Fareed Zakaria’s prominence as an American journalist began in the days after Mohamed Atta and his murderous band laid waste to the World Trade Center. Then on Newsweek’s payroll, Zakaria wrote a cover story for the magazine—titled “Why Do They Hate Us?”—which examined the roots of Islamist rage and catapulted him to intellectual celebrity. In the past few days, as one observed his confreres in the American media slobber and snarl for his blood after an act of plagiarism so trivial that one had to marvel at the disproportion between the journalistic lapse and the cyclonic castigation, one was tempted to ask this question, in echo of his first resounding shot: “Why Do They Hate Fareed?” One must also ask a question of two of Zakaria’s employers, Time and CNN, both of whom suspended him with unseemly haste, as throngs with pitchforks gathered outside their gates: “Why Were You So Spineless?” Both reinstated him within days of the suspension after internal inquiries into his work; which leads one to ask why they didn’t wait until after their inquiries before smiting him so publicly. His reputation was tarred: he was in favorable consideration by Team Obama for the post of national-security adviser. That will not, now, happen.
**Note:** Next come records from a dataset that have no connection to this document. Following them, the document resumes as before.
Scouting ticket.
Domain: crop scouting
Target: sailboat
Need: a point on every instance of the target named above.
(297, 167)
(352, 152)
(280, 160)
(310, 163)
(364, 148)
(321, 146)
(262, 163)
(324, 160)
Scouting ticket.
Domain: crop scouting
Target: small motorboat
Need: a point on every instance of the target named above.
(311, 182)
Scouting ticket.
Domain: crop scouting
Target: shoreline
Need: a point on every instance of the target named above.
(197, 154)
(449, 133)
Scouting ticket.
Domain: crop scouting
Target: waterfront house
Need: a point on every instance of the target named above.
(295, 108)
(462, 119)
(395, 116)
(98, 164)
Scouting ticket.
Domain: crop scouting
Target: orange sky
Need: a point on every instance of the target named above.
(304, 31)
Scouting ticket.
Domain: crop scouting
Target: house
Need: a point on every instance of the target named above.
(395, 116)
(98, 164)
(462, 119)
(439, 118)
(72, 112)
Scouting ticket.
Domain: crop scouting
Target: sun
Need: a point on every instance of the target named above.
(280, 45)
Why do they hate Fareed? What one has seen in the past few days can only be described as a hideous manifestation of envy—Fareed Envy. Henry Kissinger’s aphorism about academia (where the “politics are so vicious precisely because the stakes are so small”) applies with delicious tartness to journalism, where media reporters of the kind who hounded Zakaria occupy the lowest rung and exult at the prospect of pulling people down. Zakaria, by contrast, is insanely successful by the standards of his profession: he has a TV show to which few people of any prominence would refuse an invitation, plus columns at Time, CNN.com, and The Washington Post. He also writes academic-lite books that presidents clutch as they clamber aboard planes, and gives speeches at—it is said—$75,000 a pop. He is as much a brand as he is a journalist: he has “inc.” in his veins.

It’s lonely at the top. As the traditional news media shrivel and other platforms proliferate, celebrity public intellectuals like Zakaria (think, also, of Tom Friedman and David Brooks) become the only bankable resource left. Recognizable across all the mediums, the branded few become mini-industries unto themselves. Simultaneously, a huge cloud of excluded people, regular civilians and workaday journalists alike, can now respond on the Internet, many of them resentful that their voices go unheard while the Zakarias loom ever larger. So they pick over every word. For celebrity journalists, equally, a potent pressure has grown: the pressure to stay aloft at 40,000 feet, to stay prolific, and flawless. Zakaria must project omniscience to survive: so he writes short and long, on everything from al Qaeda to American gun control, the topic on which he was tripped up by the plagiarism McCarthyites. So he cribbed a little: he read a lot; took notes; things got jumbled. Is that worth a man’s career? I think not, and to his credit he thought not too. One admires him for fighting back, especially as those who called for his head were so pious, and yet so inhumane.